Casi en la Puerta del Sol y junto a unos grandes almacenes muy conocidos, observo un tumulto de personal, por lo que impulsado por mi natural curiosidad me acerco para ver qué ocurre.
Unos ocho o diez antidisturbios de la Policía Nacional protegen la puerta de la amenaza de unas decenas de tipos. Son anti-sistema según la nomenclatura moderna. Visten pantalones holgados de colores y camisetas con eslóganes políticos. Entre todos ellos, llama mi atención un zascandil con rastas que insulta verbalmente y con gestos a un mocetón vestido de azul. Gracias a dios lleva un casco puesto porque el individuo con cara de imbécil le escupe repetidamente en la cara, dando en la visera de plástico que lleva bajada para cubrir el rostro.
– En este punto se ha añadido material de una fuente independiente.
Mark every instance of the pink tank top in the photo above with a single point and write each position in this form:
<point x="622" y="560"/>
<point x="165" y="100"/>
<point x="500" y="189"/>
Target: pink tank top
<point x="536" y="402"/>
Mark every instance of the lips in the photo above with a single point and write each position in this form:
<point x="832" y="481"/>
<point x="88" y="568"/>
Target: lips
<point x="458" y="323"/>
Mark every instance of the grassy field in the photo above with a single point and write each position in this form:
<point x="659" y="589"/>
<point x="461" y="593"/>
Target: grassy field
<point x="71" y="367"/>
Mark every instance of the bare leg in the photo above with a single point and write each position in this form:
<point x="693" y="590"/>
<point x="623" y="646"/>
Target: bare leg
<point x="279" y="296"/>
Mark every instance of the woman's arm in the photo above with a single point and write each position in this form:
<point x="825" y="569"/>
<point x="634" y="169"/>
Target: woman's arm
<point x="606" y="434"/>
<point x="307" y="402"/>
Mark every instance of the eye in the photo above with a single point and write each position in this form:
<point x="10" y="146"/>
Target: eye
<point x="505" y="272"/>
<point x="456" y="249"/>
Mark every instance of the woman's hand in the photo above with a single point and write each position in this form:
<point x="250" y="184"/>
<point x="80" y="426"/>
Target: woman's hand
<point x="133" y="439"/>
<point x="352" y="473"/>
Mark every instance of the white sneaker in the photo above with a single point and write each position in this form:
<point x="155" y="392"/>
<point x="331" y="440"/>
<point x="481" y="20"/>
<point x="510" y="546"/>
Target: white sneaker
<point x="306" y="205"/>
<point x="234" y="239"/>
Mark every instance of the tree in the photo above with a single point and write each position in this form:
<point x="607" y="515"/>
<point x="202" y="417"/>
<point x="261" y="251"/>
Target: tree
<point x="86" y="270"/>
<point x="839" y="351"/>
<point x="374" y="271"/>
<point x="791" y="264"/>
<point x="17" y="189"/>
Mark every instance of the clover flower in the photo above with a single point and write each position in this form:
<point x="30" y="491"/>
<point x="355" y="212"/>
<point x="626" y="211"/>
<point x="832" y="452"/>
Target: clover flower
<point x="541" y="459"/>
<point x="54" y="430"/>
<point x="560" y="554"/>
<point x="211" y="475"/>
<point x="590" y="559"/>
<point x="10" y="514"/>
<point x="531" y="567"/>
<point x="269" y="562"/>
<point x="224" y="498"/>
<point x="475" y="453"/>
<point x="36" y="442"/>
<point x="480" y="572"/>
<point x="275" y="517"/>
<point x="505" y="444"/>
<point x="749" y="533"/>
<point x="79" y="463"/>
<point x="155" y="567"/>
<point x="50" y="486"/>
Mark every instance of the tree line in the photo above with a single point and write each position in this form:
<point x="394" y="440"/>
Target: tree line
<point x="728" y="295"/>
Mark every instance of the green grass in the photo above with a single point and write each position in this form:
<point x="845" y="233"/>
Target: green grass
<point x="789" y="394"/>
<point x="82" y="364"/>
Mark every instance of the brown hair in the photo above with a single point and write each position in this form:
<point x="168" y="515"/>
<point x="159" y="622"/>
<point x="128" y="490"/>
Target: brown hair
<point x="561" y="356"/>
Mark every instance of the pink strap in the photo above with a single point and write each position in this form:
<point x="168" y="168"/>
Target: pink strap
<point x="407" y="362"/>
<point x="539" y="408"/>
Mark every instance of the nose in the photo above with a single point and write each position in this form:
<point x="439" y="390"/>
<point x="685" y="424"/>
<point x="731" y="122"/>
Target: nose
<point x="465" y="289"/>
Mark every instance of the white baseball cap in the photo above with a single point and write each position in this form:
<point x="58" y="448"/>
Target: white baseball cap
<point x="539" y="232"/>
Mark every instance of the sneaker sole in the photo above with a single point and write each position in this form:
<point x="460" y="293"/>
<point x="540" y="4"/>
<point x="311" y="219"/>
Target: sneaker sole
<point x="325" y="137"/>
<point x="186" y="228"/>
En un movimiento, observo que en el cargador de la pistola reglamentaria lleva una pegatina de la bandera gallega.
Pienso en que estará pensando el policía. Posiblemente recordará sus tiempos de juventud en el pueblo, donde todo era mucho más sencillo. O quizás piensa en cuando su mando dará la orden de cargar, aunque en realidad no lo desee, porque probablemente quiera acabar pronto la larga jornada de servicio e irse al piso que tiene alquilado con cuatro compañeros y llamar a su novia-una chica madrileña que conoció en un garito-, para dormir juntos. Posiblemente no quiere entender que es lo que está ocurriendo en España en los últimos años, el solo cumple con su deber y su trabajo.
El gallego continúa impasible cuando el de las rastas se baja los pantalones y le muestra su culo peludo, mientras limpia los escupitajos con su enguantada mano. Intenta mirar hacia otro lado, haciendo caso omiso de las ofensas del otro, pero le observa de reojo, por si acaso. Le miro a los ojos y no descubro un solo atisbo de odio, tan solo de cansancio.
Al gallego impasible hasta ese momento le dolían los pies. Ahora, un inmenso dolor le lacera el alma.